The main goal of the proposed project is understanding the interaction between the onco-suppressor kinase HIPK2 and its target p53 by an integrated structural biology approach.
I will combine crystallography and single particle cryo-electron microscopy (SP Cryo-EM) to achieve structural determination at different resolutions and attempt providing a picture of the molecular interactions that govern recognition and catalysis.
HIPK2 is a nuclear Ser/Thr kinase that co-regulates specific transcription factors during two fundamental biological processes: embryonic differentiation and development, and cellular response to DNA-damaging agents. A well-understood function of HIPK2 is its role in response to high DNA damage. A severe DNA damage elicits the HIPK2 kinase activity on p53, promoting changes in its affinity towards pro-apoptotic genes, and sending irreversible apoptosis signals. Dysregulation of HIPK2 that impairs p53 pro-apoptotic functions has been described in several tumor types, thus making HIPK2, and its activity on p53, an attractive antitumoral drug target to rescue and potentiate to counteract onco-transformation due to DNA damage. Despite of being a well-recognized anticancer target, molecular effectors selectively modulating the activity of HIPK2 and/or of its functional complex with p53 are currently not known, possibly because of the absence of structural information on this system.
With the aim to achieve a molecular strategy to selectively modulate the HIPK2 activity on p53, we plan to study the structure of the HIPK2-p53 complex by integrating SP Cryo-EM and X-ray crystallography. This information will allow the identification or the rational design of compounds able to selectively bind the complex, promoting an allosteric regulation of the interaction. In parallel, we will sieve existing drugs/compounds and natural products to examine their effect on the HIPK2 activity on p53. The most promising compounds will be tested in cellular systems.
In this project, we pursue the structural characterization of the crucial complex between p53 and the nuclear Ser/Thr kinase HIPK2 that influences cellular fate in case of severe DNA-damage. Dysfunctions of both partners alter the specific phosphorylation activity of HIPK2 toward p53 that regulates its pro-apoptotic function, thus compromising the apoptotic response of a damaged cell in favor of tumor development.
Playing a key role in virtually all the human cancers, p53 has been the object of numerous studies focused on its biological and clinical aspects, given its potential for therapeutic applications. Since 2002, when HIPK2 was found to physically and functionally interacting with p53 in response to DNA damage, the role of this kinase as oncosuppressor has been investigated in cellular and living systems. Different aspects of its pro-apoptotic activity have been clarified, but the molecular basis of HIPK2 activation and p53 recognition and phosphorylation still escapes a detailed description, given the absence of structural and functional characterizations in vitro. Elucidating the biophysical aspects of this process would increase our understanding on their function, making a substantial contribution to human physiology, and opening the possibility to translate this knowledge into future therapeutic tools (e.g., the structural data will provide a platform for in silico screening of existing drugs to increase HIPK2 activity on p53 or other physiological partners).
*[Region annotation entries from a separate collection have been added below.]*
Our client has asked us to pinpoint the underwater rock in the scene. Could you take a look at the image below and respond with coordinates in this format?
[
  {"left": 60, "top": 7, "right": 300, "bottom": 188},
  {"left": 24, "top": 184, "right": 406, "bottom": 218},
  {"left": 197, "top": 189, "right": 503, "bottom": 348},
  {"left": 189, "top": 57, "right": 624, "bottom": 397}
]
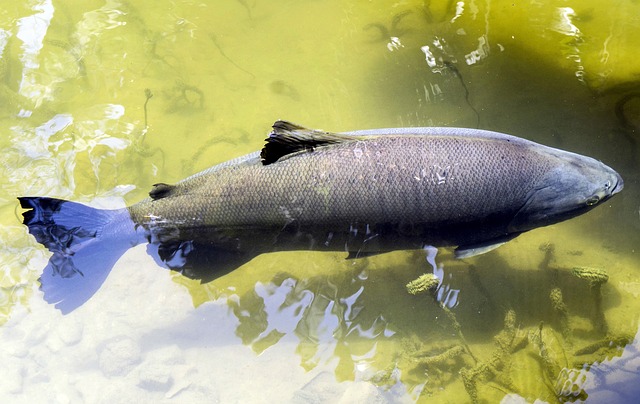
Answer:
[
  {"left": 99, "top": 337, "right": 140, "bottom": 377},
  {"left": 549, "top": 288, "right": 572, "bottom": 345}
]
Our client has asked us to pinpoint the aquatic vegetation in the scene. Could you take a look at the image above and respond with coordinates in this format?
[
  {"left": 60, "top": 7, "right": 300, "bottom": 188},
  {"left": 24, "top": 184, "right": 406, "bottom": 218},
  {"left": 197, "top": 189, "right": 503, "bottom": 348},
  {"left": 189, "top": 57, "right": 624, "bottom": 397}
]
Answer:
[
  {"left": 571, "top": 267, "right": 609, "bottom": 287},
  {"left": 460, "top": 310, "right": 528, "bottom": 403},
  {"left": 407, "top": 274, "right": 440, "bottom": 295}
]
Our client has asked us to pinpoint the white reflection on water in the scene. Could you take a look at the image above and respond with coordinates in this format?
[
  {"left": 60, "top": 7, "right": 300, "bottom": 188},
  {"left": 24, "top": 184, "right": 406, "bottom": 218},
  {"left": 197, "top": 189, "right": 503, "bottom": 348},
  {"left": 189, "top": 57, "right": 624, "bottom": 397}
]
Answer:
[
  {"left": 16, "top": 0, "right": 53, "bottom": 108},
  {"left": 424, "top": 246, "right": 460, "bottom": 309}
]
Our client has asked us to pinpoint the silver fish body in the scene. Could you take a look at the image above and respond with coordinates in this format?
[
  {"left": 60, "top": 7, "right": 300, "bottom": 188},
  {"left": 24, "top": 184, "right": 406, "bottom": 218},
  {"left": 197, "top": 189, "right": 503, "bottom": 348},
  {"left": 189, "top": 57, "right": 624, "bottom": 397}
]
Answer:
[
  {"left": 19, "top": 121, "right": 623, "bottom": 312},
  {"left": 129, "top": 127, "right": 623, "bottom": 254}
]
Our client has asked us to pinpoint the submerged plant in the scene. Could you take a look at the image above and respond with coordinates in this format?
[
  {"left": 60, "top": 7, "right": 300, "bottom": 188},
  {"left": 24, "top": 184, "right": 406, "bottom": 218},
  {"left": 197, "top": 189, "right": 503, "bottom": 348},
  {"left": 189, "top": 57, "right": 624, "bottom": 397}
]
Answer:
[
  {"left": 571, "top": 267, "right": 609, "bottom": 334},
  {"left": 407, "top": 274, "right": 440, "bottom": 295}
]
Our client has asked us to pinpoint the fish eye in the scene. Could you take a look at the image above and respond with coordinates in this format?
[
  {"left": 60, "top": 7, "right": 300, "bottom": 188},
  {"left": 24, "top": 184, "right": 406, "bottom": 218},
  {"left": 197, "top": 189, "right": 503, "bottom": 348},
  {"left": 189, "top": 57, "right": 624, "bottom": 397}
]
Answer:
[{"left": 585, "top": 195, "right": 600, "bottom": 206}]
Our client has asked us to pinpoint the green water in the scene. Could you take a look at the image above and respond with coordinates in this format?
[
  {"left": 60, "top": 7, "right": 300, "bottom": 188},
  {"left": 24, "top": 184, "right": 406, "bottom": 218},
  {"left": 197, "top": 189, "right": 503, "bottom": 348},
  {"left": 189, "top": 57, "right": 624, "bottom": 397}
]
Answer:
[{"left": 0, "top": 0, "right": 640, "bottom": 402}]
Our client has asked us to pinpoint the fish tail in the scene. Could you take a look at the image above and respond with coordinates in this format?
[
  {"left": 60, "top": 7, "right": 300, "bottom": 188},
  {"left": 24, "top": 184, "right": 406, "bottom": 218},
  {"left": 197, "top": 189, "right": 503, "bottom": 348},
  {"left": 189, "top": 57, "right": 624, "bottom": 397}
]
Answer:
[{"left": 18, "top": 197, "right": 135, "bottom": 314}]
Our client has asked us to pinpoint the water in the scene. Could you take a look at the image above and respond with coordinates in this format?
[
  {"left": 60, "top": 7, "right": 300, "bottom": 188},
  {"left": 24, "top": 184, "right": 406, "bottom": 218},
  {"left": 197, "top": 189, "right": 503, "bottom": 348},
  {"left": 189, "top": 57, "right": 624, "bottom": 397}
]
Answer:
[{"left": 0, "top": 0, "right": 640, "bottom": 402}]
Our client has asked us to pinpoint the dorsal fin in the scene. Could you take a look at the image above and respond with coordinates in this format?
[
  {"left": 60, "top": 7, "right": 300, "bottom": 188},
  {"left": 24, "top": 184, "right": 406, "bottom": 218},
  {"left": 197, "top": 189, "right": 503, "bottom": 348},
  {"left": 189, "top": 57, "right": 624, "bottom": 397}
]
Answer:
[
  {"left": 149, "top": 182, "right": 176, "bottom": 201},
  {"left": 260, "top": 121, "right": 362, "bottom": 166}
]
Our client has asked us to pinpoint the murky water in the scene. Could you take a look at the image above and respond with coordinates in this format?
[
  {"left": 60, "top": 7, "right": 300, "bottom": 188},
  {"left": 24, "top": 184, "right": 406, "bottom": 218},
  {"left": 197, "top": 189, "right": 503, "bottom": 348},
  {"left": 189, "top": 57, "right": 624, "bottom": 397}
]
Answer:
[{"left": 0, "top": 0, "right": 640, "bottom": 402}]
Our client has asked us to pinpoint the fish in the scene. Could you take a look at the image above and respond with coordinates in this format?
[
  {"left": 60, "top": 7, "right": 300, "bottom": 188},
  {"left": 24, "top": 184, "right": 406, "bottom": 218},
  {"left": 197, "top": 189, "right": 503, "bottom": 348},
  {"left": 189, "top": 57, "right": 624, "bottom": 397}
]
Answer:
[{"left": 18, "top": 121, "right": 624, "bottom": 313}]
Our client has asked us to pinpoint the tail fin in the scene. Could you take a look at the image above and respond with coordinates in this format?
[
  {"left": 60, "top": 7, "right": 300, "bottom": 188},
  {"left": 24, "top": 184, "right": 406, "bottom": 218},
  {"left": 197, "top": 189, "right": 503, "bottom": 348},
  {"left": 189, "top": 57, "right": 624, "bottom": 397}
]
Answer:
[{"left": 18, "top": 197, "right": 135, "bottom": 314}]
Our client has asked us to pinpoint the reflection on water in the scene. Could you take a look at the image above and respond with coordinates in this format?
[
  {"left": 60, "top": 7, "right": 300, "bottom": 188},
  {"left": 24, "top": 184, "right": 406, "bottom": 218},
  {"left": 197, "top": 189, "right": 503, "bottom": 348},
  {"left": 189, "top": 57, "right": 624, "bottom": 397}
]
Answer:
[{"left": 0, "top": 0, "right": 640, "bottom": 402}]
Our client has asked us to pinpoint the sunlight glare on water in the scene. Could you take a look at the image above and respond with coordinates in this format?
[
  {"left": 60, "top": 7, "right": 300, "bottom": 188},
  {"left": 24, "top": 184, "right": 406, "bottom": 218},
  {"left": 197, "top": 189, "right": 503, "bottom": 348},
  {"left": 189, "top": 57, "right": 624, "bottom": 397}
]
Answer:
[{"left": 0, "top": 0, "right": 640, "bottom": 403}]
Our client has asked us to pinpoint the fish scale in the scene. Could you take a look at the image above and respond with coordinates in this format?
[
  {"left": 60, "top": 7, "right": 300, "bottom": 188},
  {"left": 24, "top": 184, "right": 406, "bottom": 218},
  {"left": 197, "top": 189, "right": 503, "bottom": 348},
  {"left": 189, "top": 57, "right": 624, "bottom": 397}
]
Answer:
[{"left": 19, "top": 121, "right": 623, "bottom": 313}]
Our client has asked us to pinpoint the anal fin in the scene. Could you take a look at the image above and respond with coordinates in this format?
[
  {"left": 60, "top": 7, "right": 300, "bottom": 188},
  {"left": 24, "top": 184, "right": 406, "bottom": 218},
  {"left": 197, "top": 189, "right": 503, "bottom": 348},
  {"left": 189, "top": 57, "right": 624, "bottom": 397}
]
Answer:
[{"left": 454, "top": 233, "right": 520, "bottom": 259}]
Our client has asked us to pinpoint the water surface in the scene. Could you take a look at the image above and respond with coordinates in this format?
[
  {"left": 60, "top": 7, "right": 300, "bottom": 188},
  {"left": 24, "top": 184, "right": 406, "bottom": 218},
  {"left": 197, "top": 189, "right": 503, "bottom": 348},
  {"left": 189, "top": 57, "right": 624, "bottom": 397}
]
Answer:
[{"left": 0, "top": 0, "right": 640, "bottom": 402}]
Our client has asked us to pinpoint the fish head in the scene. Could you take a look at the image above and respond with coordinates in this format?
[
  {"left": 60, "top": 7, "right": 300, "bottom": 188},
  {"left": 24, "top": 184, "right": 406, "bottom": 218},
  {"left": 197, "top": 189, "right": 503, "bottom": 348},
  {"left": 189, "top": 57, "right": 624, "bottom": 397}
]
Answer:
[{"left": 509, "top": 149, "right": 624, "bottom": 232}]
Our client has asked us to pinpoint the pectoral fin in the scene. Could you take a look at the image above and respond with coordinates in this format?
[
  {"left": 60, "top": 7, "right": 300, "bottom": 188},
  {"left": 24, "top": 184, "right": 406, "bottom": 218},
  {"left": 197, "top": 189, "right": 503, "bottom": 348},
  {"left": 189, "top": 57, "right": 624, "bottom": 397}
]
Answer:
[
  {"left": 454, "top": 233, "right": 520, "bottom": 259},
  {"left": 346, "top": 251, "right": 388, "bottom": 260},
  {"left": 147, "top": 240, "right": 255, "bottom": 283}
]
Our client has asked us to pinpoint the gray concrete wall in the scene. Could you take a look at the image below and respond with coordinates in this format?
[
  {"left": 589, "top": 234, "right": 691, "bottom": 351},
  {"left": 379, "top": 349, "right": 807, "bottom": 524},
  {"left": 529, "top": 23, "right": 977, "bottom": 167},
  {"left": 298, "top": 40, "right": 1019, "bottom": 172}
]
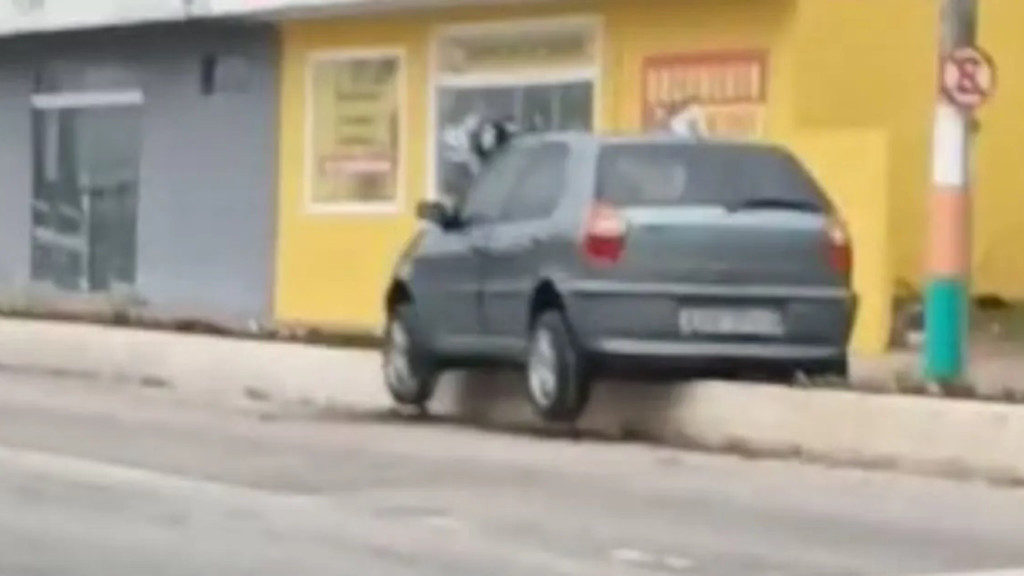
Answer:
[{"left": 0, "top": 23, "right": 278, "bottom": 320}]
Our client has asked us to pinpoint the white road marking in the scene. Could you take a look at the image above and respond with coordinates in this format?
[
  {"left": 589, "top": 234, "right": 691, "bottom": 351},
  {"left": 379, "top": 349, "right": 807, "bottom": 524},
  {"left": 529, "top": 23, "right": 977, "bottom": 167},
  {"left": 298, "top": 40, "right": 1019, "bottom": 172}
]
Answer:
[
  {"left": 611, "top": 548, "right": 693, "bottom": 572},
  {"left": 916, "top": 568, "right": 1024, "bottom": 576},
  {"left": 0, "top": 438, "right": 318, "bottom": 503}
]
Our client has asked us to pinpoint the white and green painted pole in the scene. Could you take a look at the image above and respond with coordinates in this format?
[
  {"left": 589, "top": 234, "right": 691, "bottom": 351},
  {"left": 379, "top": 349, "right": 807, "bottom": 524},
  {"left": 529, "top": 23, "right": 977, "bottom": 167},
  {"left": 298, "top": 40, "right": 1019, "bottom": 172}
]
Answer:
[{"left": 924, "top": 0, "right": 987, "bottom": 384}]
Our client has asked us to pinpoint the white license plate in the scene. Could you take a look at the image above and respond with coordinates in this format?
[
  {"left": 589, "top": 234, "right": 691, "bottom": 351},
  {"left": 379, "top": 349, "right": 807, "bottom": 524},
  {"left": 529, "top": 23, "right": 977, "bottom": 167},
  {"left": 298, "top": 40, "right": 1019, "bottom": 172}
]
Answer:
[{"left": 679, "top": 307, "right": 785, "bottom": 336}]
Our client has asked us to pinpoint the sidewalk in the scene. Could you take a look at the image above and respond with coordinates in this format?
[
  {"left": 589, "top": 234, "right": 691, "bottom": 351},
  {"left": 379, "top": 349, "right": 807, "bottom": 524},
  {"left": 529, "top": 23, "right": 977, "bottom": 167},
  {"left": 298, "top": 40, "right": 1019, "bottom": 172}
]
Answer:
[{"left": 6, "top": 319, "right": 1024, "bottom": 484}]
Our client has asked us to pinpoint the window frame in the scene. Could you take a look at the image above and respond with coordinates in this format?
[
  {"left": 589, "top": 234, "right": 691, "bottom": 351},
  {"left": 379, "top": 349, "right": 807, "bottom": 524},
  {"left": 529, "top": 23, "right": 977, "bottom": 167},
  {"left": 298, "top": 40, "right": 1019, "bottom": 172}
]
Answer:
[{"left": 498, "top": 140, "right": 572, "bottom": 223}]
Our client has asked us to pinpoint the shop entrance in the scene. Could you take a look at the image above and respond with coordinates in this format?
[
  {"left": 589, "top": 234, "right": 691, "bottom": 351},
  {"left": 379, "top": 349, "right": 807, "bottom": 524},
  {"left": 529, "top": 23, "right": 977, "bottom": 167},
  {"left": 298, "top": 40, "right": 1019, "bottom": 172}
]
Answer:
[{"left": 32, "top": 90, "right": 142, "bottom": 293}]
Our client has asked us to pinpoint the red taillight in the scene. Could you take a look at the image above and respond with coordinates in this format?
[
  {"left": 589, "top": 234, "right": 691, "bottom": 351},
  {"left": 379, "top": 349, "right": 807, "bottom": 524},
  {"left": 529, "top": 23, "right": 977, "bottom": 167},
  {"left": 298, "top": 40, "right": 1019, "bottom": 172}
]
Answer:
[
  {"left": 583, "top": 204, "right": 628, "bottom": 264},
  {"left": 825, "top": 216, "right": 853, "bottom": 274}
]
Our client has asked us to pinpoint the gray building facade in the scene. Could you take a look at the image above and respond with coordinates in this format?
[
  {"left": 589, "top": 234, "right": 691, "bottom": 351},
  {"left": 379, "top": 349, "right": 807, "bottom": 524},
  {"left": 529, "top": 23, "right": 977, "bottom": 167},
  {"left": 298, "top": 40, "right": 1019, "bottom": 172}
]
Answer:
[{"left": 0, "top": 22, "right": 279, "bottom": 322}]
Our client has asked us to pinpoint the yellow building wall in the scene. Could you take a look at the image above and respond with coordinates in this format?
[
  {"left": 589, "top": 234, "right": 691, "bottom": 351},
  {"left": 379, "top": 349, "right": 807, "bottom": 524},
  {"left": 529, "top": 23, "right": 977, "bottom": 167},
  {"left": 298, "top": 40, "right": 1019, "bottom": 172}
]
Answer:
[
  {"left": 795, "top": 0, "right": 1024, "bottom": 300},
  {"left": 275, "top": 0, "right": 892, "bottom": 351},
  {"left": 794, "top": 0, "right": 939, "bottom": 301}
]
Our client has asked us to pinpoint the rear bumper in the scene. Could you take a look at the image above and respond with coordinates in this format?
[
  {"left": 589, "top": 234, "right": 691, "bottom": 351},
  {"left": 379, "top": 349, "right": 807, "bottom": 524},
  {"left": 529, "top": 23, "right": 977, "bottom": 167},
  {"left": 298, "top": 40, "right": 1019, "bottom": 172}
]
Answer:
[
  {"left": 565, "top": 283, "right": 856, "bottom": 374},
  {"left": 587, "top": 338, "right": 847, "bottom": 379}
]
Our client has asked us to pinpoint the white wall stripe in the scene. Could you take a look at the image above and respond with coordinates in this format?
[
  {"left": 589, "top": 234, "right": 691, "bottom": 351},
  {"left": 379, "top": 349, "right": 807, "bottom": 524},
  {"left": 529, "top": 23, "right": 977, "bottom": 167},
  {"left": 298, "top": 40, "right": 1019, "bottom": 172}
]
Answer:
[{"left": 932, "top": 101, "right": 968, "bottom": 188}]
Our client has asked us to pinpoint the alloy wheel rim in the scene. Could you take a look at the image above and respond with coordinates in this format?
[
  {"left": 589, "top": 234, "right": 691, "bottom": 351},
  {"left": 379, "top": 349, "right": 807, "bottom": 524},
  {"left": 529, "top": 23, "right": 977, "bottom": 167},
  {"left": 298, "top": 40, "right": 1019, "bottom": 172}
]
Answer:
[
  {"left": 527, "top": 330, "right": 558, "bottom": 407},
  {"left": 384, "top": 322, "right": 416, "bottom": 392}
]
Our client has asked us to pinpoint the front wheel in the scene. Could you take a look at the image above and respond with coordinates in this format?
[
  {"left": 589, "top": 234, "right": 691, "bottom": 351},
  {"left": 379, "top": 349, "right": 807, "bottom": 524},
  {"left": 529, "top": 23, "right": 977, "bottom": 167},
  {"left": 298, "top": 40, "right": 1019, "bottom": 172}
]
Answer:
[
  {"left": 383, "top": 303, "right": 438, "bottom": 409},
  {"left": 526, "top": 312, "right": 590, "bottom": 422}
]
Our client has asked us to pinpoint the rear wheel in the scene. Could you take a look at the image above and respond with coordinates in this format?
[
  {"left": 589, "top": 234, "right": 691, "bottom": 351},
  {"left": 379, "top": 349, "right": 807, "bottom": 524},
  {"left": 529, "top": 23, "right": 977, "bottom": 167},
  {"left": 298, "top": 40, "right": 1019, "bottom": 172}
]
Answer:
[
  {"left": 526, "top": 311, "right": 590, "bottom": 422},
  {"left": 383, "top": 303, "right": 438, "bottom": 408}
]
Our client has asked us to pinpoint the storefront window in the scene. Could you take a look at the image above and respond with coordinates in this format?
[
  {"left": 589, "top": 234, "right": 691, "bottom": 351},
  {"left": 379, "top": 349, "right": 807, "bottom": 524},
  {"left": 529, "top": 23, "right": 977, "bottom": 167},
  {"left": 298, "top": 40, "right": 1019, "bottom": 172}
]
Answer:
[
  {"left": 434, "top": 18, "right": 598, "bottom": 203},
  {"left": 32, "top": 92, "right": 141, "bottom": 293},
  {"left": 307, "top": 52, "right": 402, "bottom": 211}
]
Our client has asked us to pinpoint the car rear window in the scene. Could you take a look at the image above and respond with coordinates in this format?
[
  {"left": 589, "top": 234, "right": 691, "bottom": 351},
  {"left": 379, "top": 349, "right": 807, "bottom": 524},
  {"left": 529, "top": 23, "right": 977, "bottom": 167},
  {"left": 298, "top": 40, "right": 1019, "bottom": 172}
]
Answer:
[{"left": 598, "top": 142, "right": 830, "bottom": 211}]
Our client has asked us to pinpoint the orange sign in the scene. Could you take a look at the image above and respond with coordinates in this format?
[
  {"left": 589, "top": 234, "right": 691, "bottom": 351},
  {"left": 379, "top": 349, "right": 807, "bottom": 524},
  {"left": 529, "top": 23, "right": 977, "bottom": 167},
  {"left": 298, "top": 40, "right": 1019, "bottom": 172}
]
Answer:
[{"left": 643, "top": 51, "right": 768, "bottom": 138}]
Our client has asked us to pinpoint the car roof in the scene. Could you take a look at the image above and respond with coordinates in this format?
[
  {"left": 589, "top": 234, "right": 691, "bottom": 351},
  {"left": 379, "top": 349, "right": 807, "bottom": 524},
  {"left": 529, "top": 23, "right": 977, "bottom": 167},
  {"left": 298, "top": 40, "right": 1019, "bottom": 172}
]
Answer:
[{"left": 516, "top": 131, "right": 781, "bottom": 151}]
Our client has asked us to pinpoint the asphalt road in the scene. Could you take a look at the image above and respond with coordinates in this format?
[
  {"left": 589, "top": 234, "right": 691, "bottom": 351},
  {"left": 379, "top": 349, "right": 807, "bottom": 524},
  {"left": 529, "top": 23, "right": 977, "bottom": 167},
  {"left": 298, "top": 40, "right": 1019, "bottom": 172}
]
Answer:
[{"left": 0, "top": 376, "right": 1024, "bottom": 576}]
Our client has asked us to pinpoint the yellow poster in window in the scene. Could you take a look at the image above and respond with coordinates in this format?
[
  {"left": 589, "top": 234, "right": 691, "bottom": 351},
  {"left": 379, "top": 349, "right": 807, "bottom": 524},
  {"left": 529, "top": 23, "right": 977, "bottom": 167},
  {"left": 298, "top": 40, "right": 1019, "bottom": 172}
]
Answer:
[
  {"left": 309, "top": 54, "right": 401, "bottom": 206},
  {"left": 643, "top": 50, "right": 768, "bottom": 139}
]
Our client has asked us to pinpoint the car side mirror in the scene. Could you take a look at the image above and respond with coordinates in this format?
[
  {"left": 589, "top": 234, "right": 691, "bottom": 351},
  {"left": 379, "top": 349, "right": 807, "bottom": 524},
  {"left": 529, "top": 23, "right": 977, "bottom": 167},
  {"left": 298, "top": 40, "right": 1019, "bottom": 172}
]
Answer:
[{"left": 416, "top": 200, "right": 458, "bottom": 229}]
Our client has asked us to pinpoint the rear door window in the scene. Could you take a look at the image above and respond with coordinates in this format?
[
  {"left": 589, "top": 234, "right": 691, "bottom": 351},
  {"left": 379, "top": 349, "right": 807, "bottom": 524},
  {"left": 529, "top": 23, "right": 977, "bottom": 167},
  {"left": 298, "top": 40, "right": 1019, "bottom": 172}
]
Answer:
[
  {"left": 598, "top": 142, "right": 828, "bottom": 211},
  {"left": 502, "top": 142, "right": 569, "bottom": 221},
  {"left": 461, "top": 146, "right": 529, "bottom": 223}
]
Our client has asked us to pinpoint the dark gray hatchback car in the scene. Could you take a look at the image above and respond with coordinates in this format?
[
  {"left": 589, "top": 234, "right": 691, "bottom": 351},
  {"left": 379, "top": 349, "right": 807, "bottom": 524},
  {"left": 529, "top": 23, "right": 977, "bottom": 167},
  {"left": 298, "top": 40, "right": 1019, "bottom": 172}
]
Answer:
[{"left": 384, "top": 130, "right": 855, "bottom": 421}]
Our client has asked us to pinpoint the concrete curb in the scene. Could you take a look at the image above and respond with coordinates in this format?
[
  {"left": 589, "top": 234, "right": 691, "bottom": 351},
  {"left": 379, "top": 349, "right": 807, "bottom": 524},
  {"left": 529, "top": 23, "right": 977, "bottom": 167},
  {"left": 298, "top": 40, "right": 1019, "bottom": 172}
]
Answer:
[{"left": 0, "top": 320, "right": 1024, "bottom": 484}]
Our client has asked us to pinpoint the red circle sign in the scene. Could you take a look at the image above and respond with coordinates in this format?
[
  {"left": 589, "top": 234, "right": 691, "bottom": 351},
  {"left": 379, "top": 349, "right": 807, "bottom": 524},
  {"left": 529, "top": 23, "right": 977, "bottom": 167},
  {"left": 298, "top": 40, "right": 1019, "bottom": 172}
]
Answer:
[{"left": 941, "top": 46, "right": 995, "bottom": 110}]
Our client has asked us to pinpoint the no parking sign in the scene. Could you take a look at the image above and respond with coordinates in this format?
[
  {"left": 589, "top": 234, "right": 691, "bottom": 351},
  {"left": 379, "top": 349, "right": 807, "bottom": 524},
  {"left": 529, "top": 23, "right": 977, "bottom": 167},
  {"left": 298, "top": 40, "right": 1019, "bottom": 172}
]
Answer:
[{"left": 940, "top": 46, "right": 995, "bottom": 111}]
The driving idea to gain structural information on molecular targets crucial for rescuing damaged tissue from tumorigenesis will be used for the development of feasible innovative strategy in treating cancer. The reactivation of the pro-apoptotic pathways stimulated by the kinase activity of HIPK2 toward p53 in damaged cells might be a novel possible therapeutic approach in blocking tumor progression. The determination of structure of HIPK2 in complex with p53 (with/without Axin) will provide information to design, synthetize and characterize small ad hoc molecules that specifically recognize and interact on sites different from the ATP binding task or from the HIPK2-p53 interacting region promoting conformational changes of the kinase that stabilise the active forms.
To this purpose, we plane to sieve existing drugs/compounds and natural products from the secondary metabolism of actinomycetes using biochemical methodologies. To our knowledge, molecular effectors performing such activation on HIPK2 are still unknown.
Achieving the goals of this project will bring new relevant knowledge to the field of programmed cell death and speed up the identification of molecular effectors directed towards that complex.
For this reason, the most innovative task of this research is the identification of systems or molecules able to target functional HIPK2 complexes with p53 and molecular partners to hamper or enhance functional complex formation.
The objectives we propose are very ambitious and endowed with challenges. The strength of the proposed research resides in the multidisciplinary approach and collaborations with international, highly qualified groups, joining the expertise in molecular biology, biochemistry, X-ray crystallography, single particle cryo-electron microscopy, bioinformatics and combinatorial biosynthesis.
Overall, the long-term outcome of the proposed studies is to provide an alternative/innovative strategy to expand the current available portfolio of anticancer treatments and improve their effectiveness targeting a specific molecular interaction that activate physiological apoptotic response in malignant cells.